Karena keterbatasan lahan, lidah buaya juga dititipkan ke tetangga sekitar rumah. ”Menanamnya bisa di pot, jadi sekalian buat hiasan,” ucap pria yang juga menjabat Kasi Pemerintahan Desa Tebel itu.
Yang menarik, semua lidah buaya tersebut ditanam secara organik. Mereka hanya memanfaatkan humus dan pupuk kandang sebagai media tanam. Jadi, kadar keasaman (pH) dalam kandungan lidah buaya hanya 3–4 persen. ”Pupuk kandangnya mengambil dari tetangga juga. Di sini beberapa masih ada yang punya sapi,” ujar Suroto.
Untuk humusnya, Suroto memiliki komposter sendiri yang digunakan untuk mengolah sampah daun di sekitar rumah. Kulit lidah buaya yang tidak digunakan juga dimasukkan ke komposter untuk dibuat pupuk. ”Kalau nggak organik, saat diolah akan lebih banyak lendirnya dan berbau lengur. Apalagi, 92 persen komposisi lidah buaya adalah air dan sisanya serat,” terangnya.
Meski lidah buaya ditanam secara organik, lendir dan baunya masih ada. Namun, Suroto memiliki trik sendiri untuk menghilangkan lendir dan bau itu ( lihat grafis). Dalam sehari, pasangan tersebut rutin panen dan memproduksi. Sehari mereka bisa menghasilkan 150 botol sari lidah buaya biji selasih. Per botol berisi 350 mililiter.
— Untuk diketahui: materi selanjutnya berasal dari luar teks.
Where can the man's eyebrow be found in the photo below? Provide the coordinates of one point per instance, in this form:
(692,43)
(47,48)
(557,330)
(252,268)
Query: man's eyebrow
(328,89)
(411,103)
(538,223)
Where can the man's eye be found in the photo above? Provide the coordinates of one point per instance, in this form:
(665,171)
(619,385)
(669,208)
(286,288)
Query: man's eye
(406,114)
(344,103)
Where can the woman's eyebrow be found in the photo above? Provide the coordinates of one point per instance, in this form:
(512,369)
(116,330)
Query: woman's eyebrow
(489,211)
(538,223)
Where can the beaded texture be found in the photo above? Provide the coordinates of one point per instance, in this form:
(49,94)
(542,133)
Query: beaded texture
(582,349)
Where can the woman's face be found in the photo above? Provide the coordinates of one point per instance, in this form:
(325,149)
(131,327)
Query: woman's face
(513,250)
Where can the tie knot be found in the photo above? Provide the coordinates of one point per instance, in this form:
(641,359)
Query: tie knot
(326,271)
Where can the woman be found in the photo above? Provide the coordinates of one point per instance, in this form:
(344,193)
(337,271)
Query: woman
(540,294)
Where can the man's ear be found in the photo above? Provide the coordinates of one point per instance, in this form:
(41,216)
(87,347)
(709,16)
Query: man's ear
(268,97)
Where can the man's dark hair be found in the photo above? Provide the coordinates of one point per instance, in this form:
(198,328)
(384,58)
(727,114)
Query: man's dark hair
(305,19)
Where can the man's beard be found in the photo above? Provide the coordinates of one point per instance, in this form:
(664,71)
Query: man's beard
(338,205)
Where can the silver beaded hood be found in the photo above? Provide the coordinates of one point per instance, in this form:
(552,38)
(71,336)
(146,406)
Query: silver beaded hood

Suroto menyebutkan, sebenarnya permintaan lebih dari itu. Namun, dia belum bisa memenuhinya karena kurangnya bahan baku. Jika dipaksa panen semua, besoknya tidak ada bahan baku, bahkan akan susah saat melakukan pembibitan. ”Kalau kulakan lidah buaya pasti rasanya beda karena ini ditanam khusus. Kulakan pun pasti susah mencari penjualnya karena jarang yang memanfaatkan lidah buaya,” paparnya.
Apalagi saat Ramadan maupun lebaran. Per hari Suroto bisa sampai menghabiskan sekuintal bahan baku lidah buaya. Itu baru untuk minuman, belum olahan lainnya. ”Dijual eceran dan grosir juga. Untuk minuman sari lidah buaya dan biji selasih satu kardus isi 12 botol. Kami pakai gula pasir tanpa pengawet dan pemanis buatan,” katanya.
Untuk pasar, Suroto menyatakan tidak hanya di Kota Delta, tapi juga Surabaya dan Mojokerto. Bahkan, dia memasok ke luar Jawa, Lombok, dan Sumatera. ” Yang jelly lidah buaya ini juga laris. Anak kecil dan ibu-ibu hamil yang suka ini,” ucapnya.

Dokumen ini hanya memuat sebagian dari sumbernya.